- Third baseman
- Born: March 8, 1878 Platte City, Missouri, US
- Died: June 20, 1914 (aged 36) Omaha, Nebraska, US
- Batted: RightThrew: Right

debut
- 1900, for the Chicago Union Giants

Last appearance
- 1911, for the Leland Giants

Teams
- Chicago Union Giants (1900–1904); Chicago Giants (1901–1904, 1910); Algona Brownies (1902–1903); Cuban X-Giants (1905); Leland Giants (1906–1910); Chicago Giants (1910–1911);

= Dangerfield Talbert =

American baseball player

Dangerfield F. Talbert (March 8, 1878 - June 20, 1914) was an American professional baseball third baseman in the pre-Negro leagues.

== Early life ==

Talbert was born in Platte City, Missouri in 1878. His family moved to North Omaha, Nebraska, when he was about six years old. Attending Lake School, Talbert began his career as a baseball player at Omaha High School as a catcher when he was 16 years old.

== Career ==

Going to Chicago in 1900 signing with W. S. Peters' Chicago Unions, Talbert played third base where he stayed for most of his career. He played mostly for Chicago teams, with the exception of a couple years with the Algona Brownies of Iowa.

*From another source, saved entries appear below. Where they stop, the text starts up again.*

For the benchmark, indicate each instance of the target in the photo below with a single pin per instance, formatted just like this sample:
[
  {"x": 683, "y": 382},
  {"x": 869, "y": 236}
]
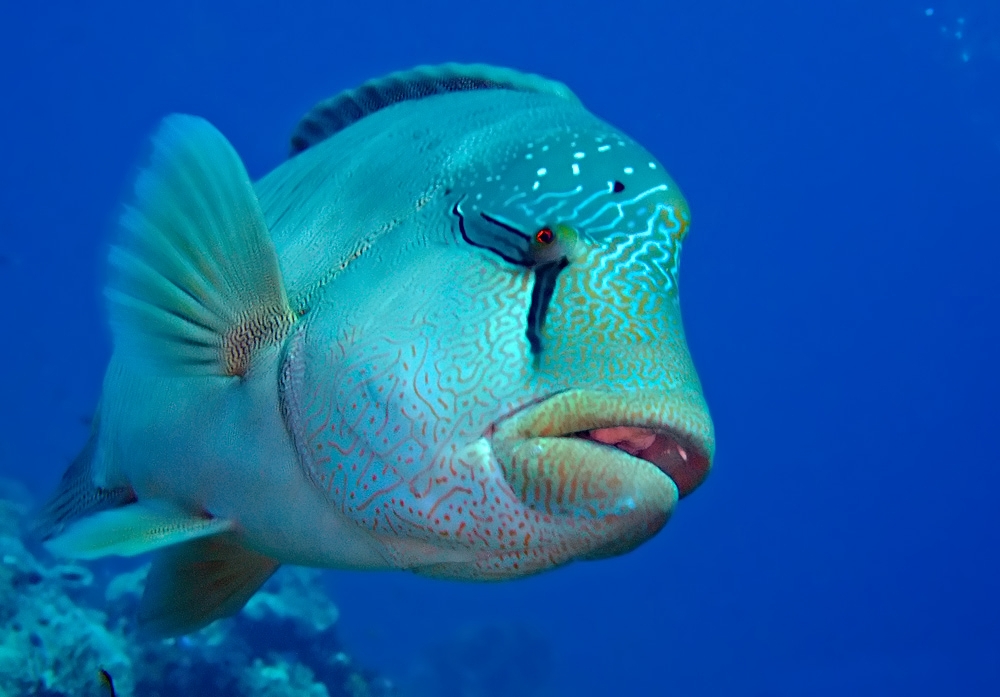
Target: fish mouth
[{"x": 618, "y": 461}]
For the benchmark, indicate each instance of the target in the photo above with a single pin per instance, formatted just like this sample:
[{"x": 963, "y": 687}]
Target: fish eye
[{"x": 545, "y": 236}]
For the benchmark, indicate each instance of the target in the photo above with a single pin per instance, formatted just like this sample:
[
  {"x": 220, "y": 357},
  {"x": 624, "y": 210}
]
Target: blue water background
[{"x": 840, "y": 288}]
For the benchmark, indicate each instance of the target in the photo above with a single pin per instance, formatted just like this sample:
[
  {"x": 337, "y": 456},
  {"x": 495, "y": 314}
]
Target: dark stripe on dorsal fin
[{"x": 337, "y": 113}]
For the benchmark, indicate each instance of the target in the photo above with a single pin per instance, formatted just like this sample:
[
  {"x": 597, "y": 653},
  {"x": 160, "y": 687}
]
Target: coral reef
[
  {"x": 61, "y": 623},
  {"x": 493, "y": 660}
]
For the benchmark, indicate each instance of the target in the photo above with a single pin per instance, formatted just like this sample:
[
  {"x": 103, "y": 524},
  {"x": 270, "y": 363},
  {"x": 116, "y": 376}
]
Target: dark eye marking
[
  {"x": 544, "y": 253},
  {"x": 457, "y": 211},
  {"x": 541, "y": 296}
]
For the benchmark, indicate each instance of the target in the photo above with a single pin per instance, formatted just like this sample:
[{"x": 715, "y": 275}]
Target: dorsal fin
[{"x": 338, "y": 112}]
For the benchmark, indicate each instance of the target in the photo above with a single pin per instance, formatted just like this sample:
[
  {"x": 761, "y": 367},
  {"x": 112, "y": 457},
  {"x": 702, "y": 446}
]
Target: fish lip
[{"x": 574, "y": 413}]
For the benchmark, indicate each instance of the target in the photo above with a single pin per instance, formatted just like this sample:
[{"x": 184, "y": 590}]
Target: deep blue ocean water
[{"x": 840, "y": 288}]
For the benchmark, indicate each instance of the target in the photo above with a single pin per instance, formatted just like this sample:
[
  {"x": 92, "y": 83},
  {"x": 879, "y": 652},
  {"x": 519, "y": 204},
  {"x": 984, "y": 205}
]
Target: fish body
[{"x": 444, "y": 336}]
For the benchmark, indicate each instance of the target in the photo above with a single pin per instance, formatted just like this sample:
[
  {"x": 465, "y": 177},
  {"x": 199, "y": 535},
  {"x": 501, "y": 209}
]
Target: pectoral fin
[
  {"x": 195, "y": 287},
  {"x": 192, "y": 585},
  {"x": 132, "y": 529}
]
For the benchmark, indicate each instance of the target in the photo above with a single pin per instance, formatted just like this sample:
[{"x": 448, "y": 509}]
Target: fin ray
[
  {"x": 340, "y": 111},
  {"x": 132, "y": 529},
  {"x": 195, "y": 286}
]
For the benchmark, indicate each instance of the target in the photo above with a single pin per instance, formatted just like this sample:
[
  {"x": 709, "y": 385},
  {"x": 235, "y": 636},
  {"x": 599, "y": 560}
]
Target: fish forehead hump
[{"x": 331, "y": 203}]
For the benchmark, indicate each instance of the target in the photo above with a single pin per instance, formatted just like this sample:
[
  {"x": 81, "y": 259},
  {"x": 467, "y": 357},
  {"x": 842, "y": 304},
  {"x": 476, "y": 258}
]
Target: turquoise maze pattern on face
[{"x": 395, "y": 429}]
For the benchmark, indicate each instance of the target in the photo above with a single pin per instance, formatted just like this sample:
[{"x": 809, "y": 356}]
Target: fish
[
  {"x": 106, "y": 683},
  {"x": 443, "y": 336}
]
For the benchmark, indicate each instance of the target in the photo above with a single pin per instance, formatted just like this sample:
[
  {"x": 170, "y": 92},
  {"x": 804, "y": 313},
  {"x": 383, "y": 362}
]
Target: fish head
[{"x": 519, "y": 393}]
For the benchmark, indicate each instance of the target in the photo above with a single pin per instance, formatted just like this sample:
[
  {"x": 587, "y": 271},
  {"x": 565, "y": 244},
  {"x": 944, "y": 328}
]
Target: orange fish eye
[{"x": 545, "y": 236}]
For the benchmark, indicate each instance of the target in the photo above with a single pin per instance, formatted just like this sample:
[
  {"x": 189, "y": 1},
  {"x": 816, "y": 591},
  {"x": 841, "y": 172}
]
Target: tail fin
[{"x": 77, "y": 496}]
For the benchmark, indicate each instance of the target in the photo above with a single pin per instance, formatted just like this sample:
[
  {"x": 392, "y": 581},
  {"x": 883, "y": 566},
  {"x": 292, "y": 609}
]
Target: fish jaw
[{"x": 618, "y": 462}]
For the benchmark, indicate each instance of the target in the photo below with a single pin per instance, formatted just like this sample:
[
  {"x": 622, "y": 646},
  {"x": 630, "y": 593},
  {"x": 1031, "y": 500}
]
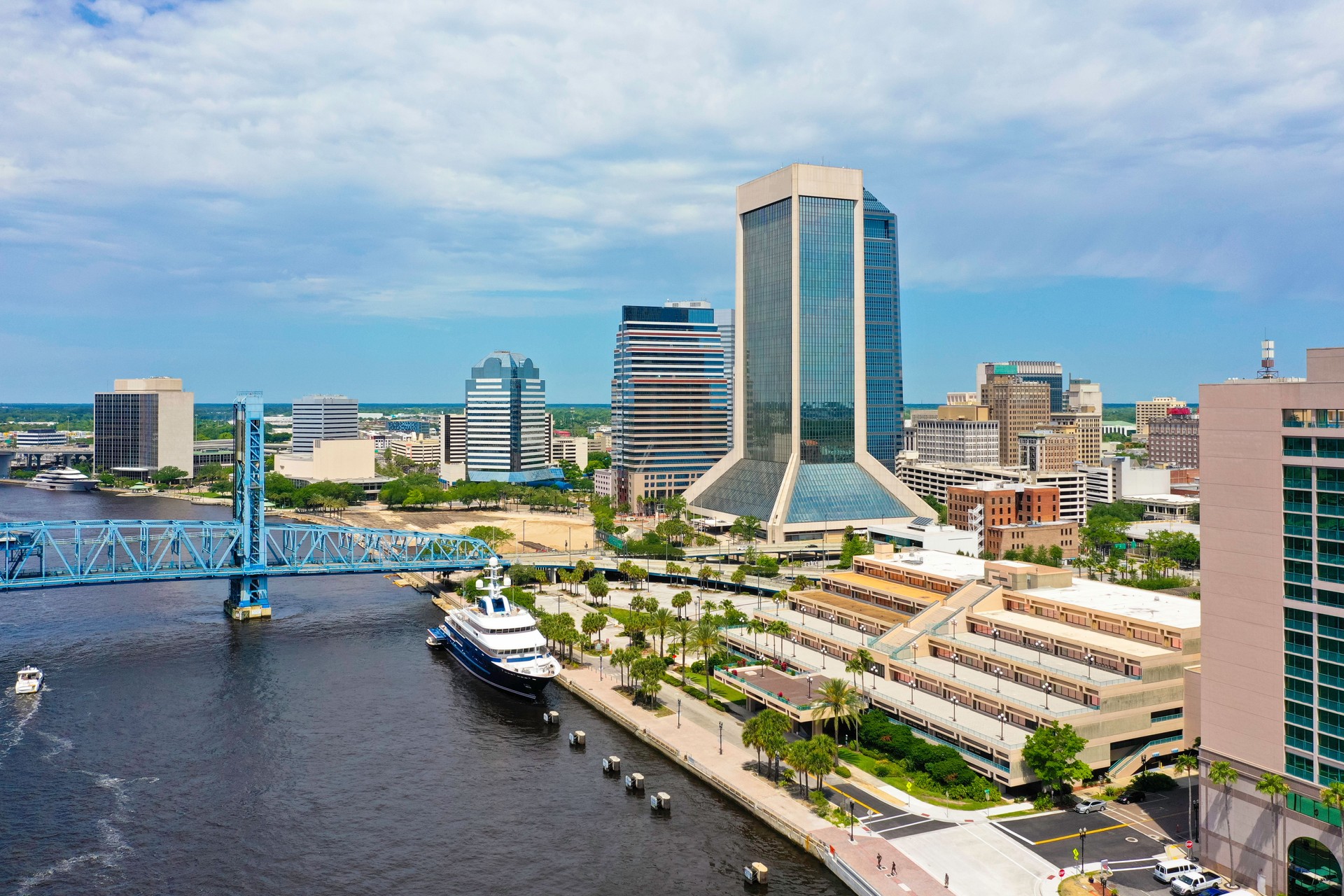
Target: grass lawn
[{"x": 901, "y": 782}]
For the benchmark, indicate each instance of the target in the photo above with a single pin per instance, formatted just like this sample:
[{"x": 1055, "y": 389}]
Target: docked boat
[
  {"x": 30, "y": 680},
  {"x": 496, "y": 641},
  {"x": 62, "y": 479}
]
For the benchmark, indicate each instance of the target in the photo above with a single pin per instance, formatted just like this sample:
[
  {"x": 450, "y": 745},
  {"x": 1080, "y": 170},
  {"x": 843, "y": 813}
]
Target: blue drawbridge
[{"x": 246, "y": 550}]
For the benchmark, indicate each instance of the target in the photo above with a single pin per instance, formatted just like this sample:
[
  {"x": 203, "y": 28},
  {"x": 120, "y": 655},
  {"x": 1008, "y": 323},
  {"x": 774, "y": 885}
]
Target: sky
[{"x": 366, "y": 198}]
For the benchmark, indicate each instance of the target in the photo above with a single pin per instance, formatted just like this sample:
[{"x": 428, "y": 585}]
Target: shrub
[{"x": 1152, "y": 780}]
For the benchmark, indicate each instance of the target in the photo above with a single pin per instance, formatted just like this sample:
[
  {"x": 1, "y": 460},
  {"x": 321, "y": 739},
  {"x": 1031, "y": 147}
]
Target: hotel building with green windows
[
  {"x": 1269, "y": 692},
  {"x": 802, "y": 458}
]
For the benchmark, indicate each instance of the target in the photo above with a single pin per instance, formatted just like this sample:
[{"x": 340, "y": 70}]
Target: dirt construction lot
[{"x": 550, "y": 530}]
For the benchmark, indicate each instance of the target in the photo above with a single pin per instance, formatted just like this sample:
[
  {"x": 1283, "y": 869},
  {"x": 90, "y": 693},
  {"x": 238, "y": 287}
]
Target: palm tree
[
  {"x": 1187, "y": 763},
  {"x": 683, "y": 630},
  {"x": 707, "y": 643},
  {"x": 863, "y": 656},
  {"x": 1334, "y": 798},
  {"x": 839, "y": 700},
  {"x": 660, "y": 624},
  {"x": 1224, "y": 776},
  {"x": 756, "y": 626},
  {"x": 781, "y": 630},
  {"x": 1277, "y": 790}
]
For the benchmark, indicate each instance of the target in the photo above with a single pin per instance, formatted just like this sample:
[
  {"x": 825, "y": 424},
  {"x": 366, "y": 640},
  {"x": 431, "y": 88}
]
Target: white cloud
[{"x": 1190, "y": 141}]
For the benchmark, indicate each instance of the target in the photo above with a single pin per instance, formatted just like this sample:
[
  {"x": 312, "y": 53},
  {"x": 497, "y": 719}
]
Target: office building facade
[
  {"x": 324, "y": 416},
  {"x": 508, "y": 431},
  {"x": 800, "y": 460},
  {"x": 1154, "y": 409},
  {"x": 1272, "y": 676},
  {"x": 1021, "y": 406},
  {"x": 960, "y": 434},
  {"x": 726, "y": 320},
  {"x": 1174, "y": 440},
  {"x": 882, "y": 332},
  {"x": 143, "y": 426},
  {"x": 1050, "y": 374},
  {"x": 670, "y": 419}
]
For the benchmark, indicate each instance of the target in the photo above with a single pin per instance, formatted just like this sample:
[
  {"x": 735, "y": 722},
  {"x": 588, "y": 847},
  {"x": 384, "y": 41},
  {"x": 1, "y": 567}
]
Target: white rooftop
[
  {"x": 937, "y": 562},
  {"x": 1176, "y": 500},
  {"x": 1142, "y": 530},
  {"x": 1138, "y": 603}
]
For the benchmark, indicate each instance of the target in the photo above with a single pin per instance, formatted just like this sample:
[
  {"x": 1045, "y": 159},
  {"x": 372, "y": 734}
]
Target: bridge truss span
[{"x": 246, "y": 550}]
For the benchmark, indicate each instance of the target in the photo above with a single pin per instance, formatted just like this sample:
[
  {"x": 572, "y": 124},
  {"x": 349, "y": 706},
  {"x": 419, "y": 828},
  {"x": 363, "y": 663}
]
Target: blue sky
[{"x": 328, "y": 195}]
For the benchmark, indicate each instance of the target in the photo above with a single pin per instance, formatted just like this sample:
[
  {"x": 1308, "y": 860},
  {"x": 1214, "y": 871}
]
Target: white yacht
[
  {"x": 30, "y": 680},
  {"x": 496, "y": 641},
  {"x": 62, "y": 479}
]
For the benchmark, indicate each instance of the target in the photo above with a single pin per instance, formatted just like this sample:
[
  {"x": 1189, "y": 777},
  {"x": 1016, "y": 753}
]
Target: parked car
[
  {"x": 1195, "y": 881},
  {"x": 1172, "y": 868}
]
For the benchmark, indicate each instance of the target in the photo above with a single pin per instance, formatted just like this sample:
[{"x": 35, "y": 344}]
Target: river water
[{"x": 175, "y": 751}]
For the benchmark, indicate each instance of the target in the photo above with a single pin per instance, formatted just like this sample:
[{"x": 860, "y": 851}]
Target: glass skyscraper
[
  {"x": 803, "y": 457},
  {"x": 882, "y": 332}
]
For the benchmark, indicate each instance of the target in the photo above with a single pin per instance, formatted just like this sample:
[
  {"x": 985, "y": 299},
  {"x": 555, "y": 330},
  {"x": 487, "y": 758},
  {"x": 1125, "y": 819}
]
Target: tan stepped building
[
  {"x": 997, "y": 650},
  {"x": 1272, "y": 681}
]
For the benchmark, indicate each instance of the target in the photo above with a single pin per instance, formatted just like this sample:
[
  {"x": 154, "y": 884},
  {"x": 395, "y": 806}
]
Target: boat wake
[
  {"x": 11, "y": 735},
  {"x": 112, "y": 846}
]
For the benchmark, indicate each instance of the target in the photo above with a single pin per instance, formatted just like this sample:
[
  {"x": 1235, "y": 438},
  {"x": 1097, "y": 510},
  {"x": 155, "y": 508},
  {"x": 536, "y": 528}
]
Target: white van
[{"x": 1164, "y": 872}]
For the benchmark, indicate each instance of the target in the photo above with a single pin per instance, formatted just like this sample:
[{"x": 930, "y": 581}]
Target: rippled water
[{"x": 175, "y": 751}]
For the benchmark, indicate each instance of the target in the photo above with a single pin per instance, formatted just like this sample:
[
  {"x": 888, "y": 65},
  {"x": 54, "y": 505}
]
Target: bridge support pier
[{"x": 248, "y": 598}]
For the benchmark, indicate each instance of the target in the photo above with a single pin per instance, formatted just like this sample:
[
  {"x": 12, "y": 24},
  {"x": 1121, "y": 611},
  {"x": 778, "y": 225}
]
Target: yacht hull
[{"x": 492, "y": 673}]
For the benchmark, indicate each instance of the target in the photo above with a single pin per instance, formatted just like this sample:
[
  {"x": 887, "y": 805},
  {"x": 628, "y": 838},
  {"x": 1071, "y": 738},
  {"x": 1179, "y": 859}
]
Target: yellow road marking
[
  {"x": 875, "y": 812},
  {"x": 1056, "y": 840}
]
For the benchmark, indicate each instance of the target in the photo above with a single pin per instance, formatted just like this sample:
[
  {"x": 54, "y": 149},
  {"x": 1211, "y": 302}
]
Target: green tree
[
  {"x": 598, "y": 586},
  {"x": 1051, "y": 752},
  {"x": 707, "y": 644},
  {"x": 937, "y": 505},
  {"x": 745, "y": 528},
  {"x": 839, "y": 701},
  {"x": 1225, "y": 776},
  {"x": 680, "y": 601},
  {"x": 593, "y": 625},
  {"x": 648, "y": 672},
  {"x": 1277, "y": 790}
]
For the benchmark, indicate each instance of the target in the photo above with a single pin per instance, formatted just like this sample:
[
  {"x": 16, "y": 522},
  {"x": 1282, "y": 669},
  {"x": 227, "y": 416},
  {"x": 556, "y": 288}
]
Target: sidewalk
[{"x": 695, "y": 745}]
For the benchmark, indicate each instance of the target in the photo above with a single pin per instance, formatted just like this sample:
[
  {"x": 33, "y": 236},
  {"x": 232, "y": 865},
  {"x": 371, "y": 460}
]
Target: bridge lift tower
[{"x": 248, "y": 592}]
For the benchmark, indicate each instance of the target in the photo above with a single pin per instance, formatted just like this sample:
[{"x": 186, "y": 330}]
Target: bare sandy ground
[{"x": 552, "y": 530}]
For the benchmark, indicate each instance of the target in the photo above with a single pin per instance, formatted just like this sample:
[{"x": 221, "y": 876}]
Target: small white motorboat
[{"x": 30, "y": 680}]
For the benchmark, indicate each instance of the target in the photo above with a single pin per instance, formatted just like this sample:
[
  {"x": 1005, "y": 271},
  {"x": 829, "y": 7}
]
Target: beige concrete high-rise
[
  {"x": 1152, "y": 409},
  {"x": 1019, "y": 407},
  {"x": 143, "y": 426},
  {"x": 802, "y": 457},
  {"x": 1270, "y": 687}
]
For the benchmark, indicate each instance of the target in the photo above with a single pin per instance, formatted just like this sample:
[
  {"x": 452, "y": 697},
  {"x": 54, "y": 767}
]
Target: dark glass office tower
[
  {"x": 882, "y": 332},
  {"x": 802, "y": 460}
]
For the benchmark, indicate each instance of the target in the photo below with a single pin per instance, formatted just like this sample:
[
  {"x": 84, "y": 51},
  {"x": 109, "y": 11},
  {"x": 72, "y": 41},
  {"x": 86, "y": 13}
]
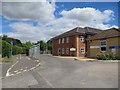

He also played a winter season with the Cuban X-Giants and returned again for regular season play with the Leland Giants.

Talbert played with the Leland Giants until a court battle split the team in 1910. Wright went with Frank Leland to the Chicago Giants and played there in 1910. He was released from his contract from the Chicago Giants in late July, but returned in 1911.

Playing with and against many well-known names of the day, Talbert's contemporaries included Rube Foster, Sol White, Henry W. Moore, William Binga, Walter Ball, and Charles "Joe" Green.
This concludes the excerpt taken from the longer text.